Since coal plants emit an average of 1,768 pounds of CO2 per megawatt, it's obviously going to be a huge problem for coal companies if this legislation is passed. The Washington Post even says, "The move could end the construction of conventional coal-fired facilities in the United States."
But as if the future didn't look dreary enough, demand for coal as America's primary energy source is already fading. The U.S. Energy Information Administration (EIA) reports electricity generated by coal fell 21% in 2011. As a result, in the last 12 months, U.S. coal companies have taken a shellacking.
The top three U.S. producers, Peabody Energy (NYSE: BTU), Arch Coal (NYSE: ACI), and Cloud Peak Energy (NYSE: CLD), fell 56%, 70% and 26% respectively.
Yet is it possible the markets may have overreacted and left a good opportunity for some profit taking? I think so. And here's why…
It's All About the Big Picture
Demand for coal in the United States may be declining, but around the world it's the fastest growing energy source since 2000. The EIA said it expects coal usage to jump 50% to 10 billion tons by 2030. And U.S. coal companies have already been steadily been increasing their presence abroad.
The Associated Press recently reported U.S. coal exports topped 107 million tons in 2011, the highest level since 1991 and more than double the volume exported in 2006. This number is expected to jump even higher this year.
Peabody, Arch Coal and Cloud Peak Energy could be propped up for a rebound as U.S. coal exports continue to increase. But there's another coal company that stands out to me - Walter Energy (NYSE: WLT).
A Pure Play on Metallurgical Coal
Based out of Birmingham, Alabama, Walter Energy is the world's leading publicly traded metallurgical, or met, coal producer for the global steel industry. Met coal is an essential part of producing steel. Meanwhile, thermal coal is used for electricity generation.
Even as nations switch to cleaner fuel sources like natural gas and alternative energy for their power grids, met coal will still be a very necessary component to industrial growth anywhere in the world. This makes WLT an attractive candidate for consideration in my opinion.
But there's a second reason WLT looks ripe for the taking: Nearly 90% of the company's sales already come from overseas markets. In fact, 75% of them come from Europe and Asia, two of the biggest, fastest growing coal consuming regions of the world.

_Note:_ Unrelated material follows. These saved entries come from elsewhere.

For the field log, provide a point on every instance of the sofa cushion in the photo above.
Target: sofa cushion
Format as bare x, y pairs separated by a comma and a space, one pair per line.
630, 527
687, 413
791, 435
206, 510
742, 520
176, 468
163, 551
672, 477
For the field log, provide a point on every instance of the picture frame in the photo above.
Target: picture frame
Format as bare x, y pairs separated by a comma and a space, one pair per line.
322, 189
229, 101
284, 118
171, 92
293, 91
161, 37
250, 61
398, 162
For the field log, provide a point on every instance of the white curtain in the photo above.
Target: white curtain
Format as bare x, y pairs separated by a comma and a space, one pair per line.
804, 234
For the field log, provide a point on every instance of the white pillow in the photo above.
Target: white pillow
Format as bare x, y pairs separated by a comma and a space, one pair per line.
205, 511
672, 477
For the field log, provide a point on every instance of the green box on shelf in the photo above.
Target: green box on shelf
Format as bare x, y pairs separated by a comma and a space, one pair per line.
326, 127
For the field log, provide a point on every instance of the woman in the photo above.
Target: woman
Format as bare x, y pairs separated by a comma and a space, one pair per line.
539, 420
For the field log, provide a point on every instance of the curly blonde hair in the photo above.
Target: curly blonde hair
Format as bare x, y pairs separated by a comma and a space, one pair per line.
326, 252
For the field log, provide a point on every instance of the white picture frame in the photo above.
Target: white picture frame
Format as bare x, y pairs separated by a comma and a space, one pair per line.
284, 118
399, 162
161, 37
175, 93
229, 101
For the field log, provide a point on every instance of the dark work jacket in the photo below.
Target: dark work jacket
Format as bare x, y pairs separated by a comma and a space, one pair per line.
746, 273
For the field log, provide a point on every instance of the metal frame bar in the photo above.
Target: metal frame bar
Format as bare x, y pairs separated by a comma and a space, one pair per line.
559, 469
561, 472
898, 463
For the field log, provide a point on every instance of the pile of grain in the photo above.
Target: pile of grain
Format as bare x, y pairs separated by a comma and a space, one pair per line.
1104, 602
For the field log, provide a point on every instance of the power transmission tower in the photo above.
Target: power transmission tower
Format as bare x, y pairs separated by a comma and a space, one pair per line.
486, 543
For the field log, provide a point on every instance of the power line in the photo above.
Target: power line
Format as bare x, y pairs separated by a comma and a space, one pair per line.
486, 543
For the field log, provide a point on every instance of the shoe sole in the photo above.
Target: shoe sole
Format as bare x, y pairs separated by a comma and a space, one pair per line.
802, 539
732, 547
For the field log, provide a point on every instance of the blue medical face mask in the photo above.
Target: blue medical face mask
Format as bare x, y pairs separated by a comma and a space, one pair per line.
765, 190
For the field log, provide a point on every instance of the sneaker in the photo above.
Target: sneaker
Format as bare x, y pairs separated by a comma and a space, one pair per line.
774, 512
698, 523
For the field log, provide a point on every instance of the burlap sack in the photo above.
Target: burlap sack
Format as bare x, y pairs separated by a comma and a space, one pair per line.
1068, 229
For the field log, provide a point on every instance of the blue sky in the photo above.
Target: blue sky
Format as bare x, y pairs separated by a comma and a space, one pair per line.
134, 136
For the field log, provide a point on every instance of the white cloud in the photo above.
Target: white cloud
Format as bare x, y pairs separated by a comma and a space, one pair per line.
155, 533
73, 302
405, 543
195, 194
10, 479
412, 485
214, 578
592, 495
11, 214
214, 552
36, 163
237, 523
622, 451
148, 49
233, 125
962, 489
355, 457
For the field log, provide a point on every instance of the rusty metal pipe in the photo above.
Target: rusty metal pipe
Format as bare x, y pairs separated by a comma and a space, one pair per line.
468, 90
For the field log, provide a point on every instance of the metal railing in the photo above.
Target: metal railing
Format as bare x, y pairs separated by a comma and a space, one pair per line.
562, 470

WLT's international strategy and specialization in producing met coal enabled it to achieve record revenue of $2.6 billion in 2011, up 62% from 2010. It also reached record met-coal sales of 8.7 million metric tons and record earnings before taxes.
Yet despite all of its achievements, last year was not good for WLT… at all. Shares tumbled 52% as the coal company was beat down with the rest of the industry. But the falling out may be just about over. At least, WLT's insiders seem to think so. Over the past four months, they've acquired $2.2 million worth of company stock.
There are also rumors WLT could be good potential takeover candidate. This isn't anything new, but it's just another reason you should keep a close eye on this uniquely positioned coal company.